L’extase du pays natal

Alain Freudiger arpente et raconte les territoires minuscules de son enfance. Avec une grande économie de moyens, il explore une géographie fondatrice, les expériences qui y prennent corps et confie l’illumination de la découverte de soi-même, de ses origines, de ses limites. Il se dégage de cet Arpenté, récit précis et touchant, une sorte d’extase et de jouissance à être, tout simplement.

Alain Freudiger | Arpenté. La Baconnière, 152 p., 18 €

Quand on est enfant, le monde parait tour à tour gigantesque et minuscule. Une affaire de proportions, tout simplement. On y rêve ce que nous ne sommes pas et on y éprouve ce que l’on est. Territoire réel et fantasmatique, primordial, il définit le lieu de la provenance auquel on revient toujours, qu’on ne cesse pas d’arpenter. Alain Freudiger le dit clairement : « c’est une origine.
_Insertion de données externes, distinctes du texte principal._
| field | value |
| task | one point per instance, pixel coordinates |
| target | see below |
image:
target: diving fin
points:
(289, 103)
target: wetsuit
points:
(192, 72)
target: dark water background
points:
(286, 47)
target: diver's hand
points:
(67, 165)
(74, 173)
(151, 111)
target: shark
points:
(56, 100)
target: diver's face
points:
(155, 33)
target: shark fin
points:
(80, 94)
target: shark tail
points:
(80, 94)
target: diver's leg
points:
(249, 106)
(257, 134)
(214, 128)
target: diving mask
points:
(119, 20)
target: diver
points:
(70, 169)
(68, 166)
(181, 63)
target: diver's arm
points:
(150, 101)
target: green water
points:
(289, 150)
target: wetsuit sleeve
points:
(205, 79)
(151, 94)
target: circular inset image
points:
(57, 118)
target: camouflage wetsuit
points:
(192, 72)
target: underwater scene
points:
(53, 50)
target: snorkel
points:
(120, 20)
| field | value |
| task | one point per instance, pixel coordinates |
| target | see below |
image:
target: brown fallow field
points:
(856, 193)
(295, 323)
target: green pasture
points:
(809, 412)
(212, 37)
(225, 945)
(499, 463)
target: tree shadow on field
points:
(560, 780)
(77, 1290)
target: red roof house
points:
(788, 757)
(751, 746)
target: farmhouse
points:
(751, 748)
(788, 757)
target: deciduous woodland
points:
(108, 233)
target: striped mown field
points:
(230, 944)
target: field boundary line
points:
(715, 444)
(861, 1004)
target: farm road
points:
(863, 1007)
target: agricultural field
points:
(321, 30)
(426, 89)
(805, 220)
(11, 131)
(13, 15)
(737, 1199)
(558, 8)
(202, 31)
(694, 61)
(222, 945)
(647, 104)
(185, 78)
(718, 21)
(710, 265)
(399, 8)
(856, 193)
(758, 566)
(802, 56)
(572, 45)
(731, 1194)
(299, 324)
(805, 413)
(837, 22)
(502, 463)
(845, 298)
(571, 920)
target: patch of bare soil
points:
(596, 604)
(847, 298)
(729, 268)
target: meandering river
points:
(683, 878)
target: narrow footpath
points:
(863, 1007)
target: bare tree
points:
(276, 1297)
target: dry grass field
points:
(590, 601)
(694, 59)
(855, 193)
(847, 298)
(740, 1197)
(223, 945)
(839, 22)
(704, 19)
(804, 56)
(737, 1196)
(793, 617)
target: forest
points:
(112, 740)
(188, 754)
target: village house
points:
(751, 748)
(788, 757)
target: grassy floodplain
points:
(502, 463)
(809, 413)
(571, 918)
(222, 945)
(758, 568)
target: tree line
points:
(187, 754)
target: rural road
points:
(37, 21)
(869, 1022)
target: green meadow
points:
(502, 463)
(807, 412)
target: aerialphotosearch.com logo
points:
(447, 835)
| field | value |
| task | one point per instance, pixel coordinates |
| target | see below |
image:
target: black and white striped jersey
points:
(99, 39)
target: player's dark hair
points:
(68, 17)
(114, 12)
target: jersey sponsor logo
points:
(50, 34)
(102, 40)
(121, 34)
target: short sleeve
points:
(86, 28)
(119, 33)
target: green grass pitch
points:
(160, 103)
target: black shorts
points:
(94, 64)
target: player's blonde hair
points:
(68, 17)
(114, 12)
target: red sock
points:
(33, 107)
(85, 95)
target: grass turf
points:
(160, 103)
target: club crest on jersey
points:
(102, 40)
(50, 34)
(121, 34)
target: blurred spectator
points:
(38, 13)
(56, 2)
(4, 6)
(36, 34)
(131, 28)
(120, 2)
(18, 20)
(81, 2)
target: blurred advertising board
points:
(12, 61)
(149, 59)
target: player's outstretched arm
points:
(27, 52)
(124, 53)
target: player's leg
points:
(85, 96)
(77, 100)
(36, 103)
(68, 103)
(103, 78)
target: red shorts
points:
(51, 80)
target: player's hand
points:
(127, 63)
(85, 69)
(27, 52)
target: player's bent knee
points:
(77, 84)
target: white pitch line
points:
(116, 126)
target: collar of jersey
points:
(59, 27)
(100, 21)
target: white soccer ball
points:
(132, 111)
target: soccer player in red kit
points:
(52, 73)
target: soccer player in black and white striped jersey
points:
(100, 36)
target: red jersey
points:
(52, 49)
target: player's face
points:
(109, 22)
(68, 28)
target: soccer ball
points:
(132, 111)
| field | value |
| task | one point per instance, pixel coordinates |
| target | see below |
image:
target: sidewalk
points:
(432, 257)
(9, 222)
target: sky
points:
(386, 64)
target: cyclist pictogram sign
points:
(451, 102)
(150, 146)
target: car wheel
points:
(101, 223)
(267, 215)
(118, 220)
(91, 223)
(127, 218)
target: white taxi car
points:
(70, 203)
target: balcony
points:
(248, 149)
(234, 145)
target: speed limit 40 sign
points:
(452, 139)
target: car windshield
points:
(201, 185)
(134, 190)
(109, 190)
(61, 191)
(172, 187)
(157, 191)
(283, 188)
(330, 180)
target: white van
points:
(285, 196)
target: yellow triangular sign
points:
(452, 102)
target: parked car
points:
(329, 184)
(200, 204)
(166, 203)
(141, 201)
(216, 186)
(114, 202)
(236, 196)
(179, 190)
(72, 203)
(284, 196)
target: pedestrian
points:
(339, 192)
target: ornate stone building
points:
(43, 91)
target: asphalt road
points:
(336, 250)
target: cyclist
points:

Car c’est à partir de ce petit endroit, concentré de perceptions et nid d’aigle, que se déploient pour moi l’appréhension du monde et sa mise en relations ». Car le pays natal, le territoire originel, ne s’apparente pas à une sorte de réduction identitaire ou à une restriction de l’imagination, mais bien à un point d’ancrage à partir duquel se déploie une assez stupéfiante cartographie existentielle.

Arpenté d'Alain Freudiger
Sans titre © Hugo Pradelle

Son livre ne consiste en effet en rien d’autre qu’une description, par cercles de plus en plus amples, de l’environnement d’un enfant qui le découvre peu à peu et y adjoint les relations ou les êtres qui s’y rattachent. Il fait se rencontrer deux ordres de récit qui se complètent et n’existent qu’en regard l’un de l’autre. L’un explore une géographie, des lieux, des traits du paysage, se fixe sur des endroits, de plus en plus considérables, obéissant à une amplification qui fait de la distance ou des proportions le signe d’une émancipation de l’enfant et affermit une curiosité illimitée. Le second, digressif en regard du premier, raconte les relations ou des anecdotes biographiques en rapport avec les lieux et la manière dont le sujet s’y inscrit. Ce sont ces aventures minuscules que raconte l’écrivain, une sorte de mise en scène expansive de l’intuition du monde.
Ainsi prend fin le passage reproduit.